CPI score for the loss of attachment (LOA) (CPI-AL) in all the three groups under 1 was 65.0% in Group I, 36.7% in Group II and 60.0% in Group III; CPI score for the LOA (CPI-AL) in all the three groups under 2 was 35.0% in Group I, 61.7% in Group II and 26.7% in Group III and CPI score for the LOA (CPI-AL) in all the three groups under 3 was 1.7% in both Groups II and III [Table 5]. The difference between the groups was statistically significant [Table 3].
The mean value for the OHI-S score in Group I was 1.77 ± 0.43, in Group II, it was 1.70 ± 0.65 and in Group III, it was 1.73 ± 0.55. When OHI-S scores were compared between the groups, there was no statistically significant difference (P > 0.05). The mean values of the CPI-PD score were 3.32 ± 0.47 in Group I, 2.17 ± 0.46 in Group II and 2.67 ± 0.54 in Group III, with a statistically significant difference between the groups (P < 0.05). The mean values of the LOA score were 1.35 ± 0.48 in Group I, 1.65 ± 0.51 in Group II and 1.18 ± 0.65 in Group III, with a statistically significant difference when compared between the groups (P < 0.05) [Table 3].

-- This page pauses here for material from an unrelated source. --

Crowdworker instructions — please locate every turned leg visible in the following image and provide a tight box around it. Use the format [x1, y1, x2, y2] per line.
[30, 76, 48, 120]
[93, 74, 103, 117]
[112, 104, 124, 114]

When pairwise comparisons of OHI-S in between the groups were assessed, no statistically significant difference with P values was seen among Group I versus Group II (0.100), Group I versus Group III (0.100) and Group II versus Group III (0.100). No statistically significant difference was seen when P values of CPI-PD were compared between Group I versus Group II (0.000), Group I versus Group III (0.000) and Group II versus Group III (0.000). A statistically significant difference with P values for LOA was seen between Group I versus Group II (0.010) and Group I versus Group III (0.228). No statistically significant difference was observed between Group II versus Group III (0.000), suggesting that smokeless tobacco usage causes a greater amount of attachment loss than tobacco smoking [Table 6].
| Discussion|| |
The present study was designed to evaluate the effect of tobacco consumption, i.e., smoking and smokeless tobacco consumption, on the periodontal status. Numerous studies have identified tobacco smoking as a significant risk factor for periodontal disease and increased tooth loss.,,, In the present study, the OHI-S scores were almost similar in all the groups, though smokers had higher scores of category two than non-users and tobacco chewers; the difference between the groups was not statistically significant. According to Sreedevi et al., OHI-S scores were similar in smokers and non-smokers, with less clinical gingival inflammation being observed in smokers.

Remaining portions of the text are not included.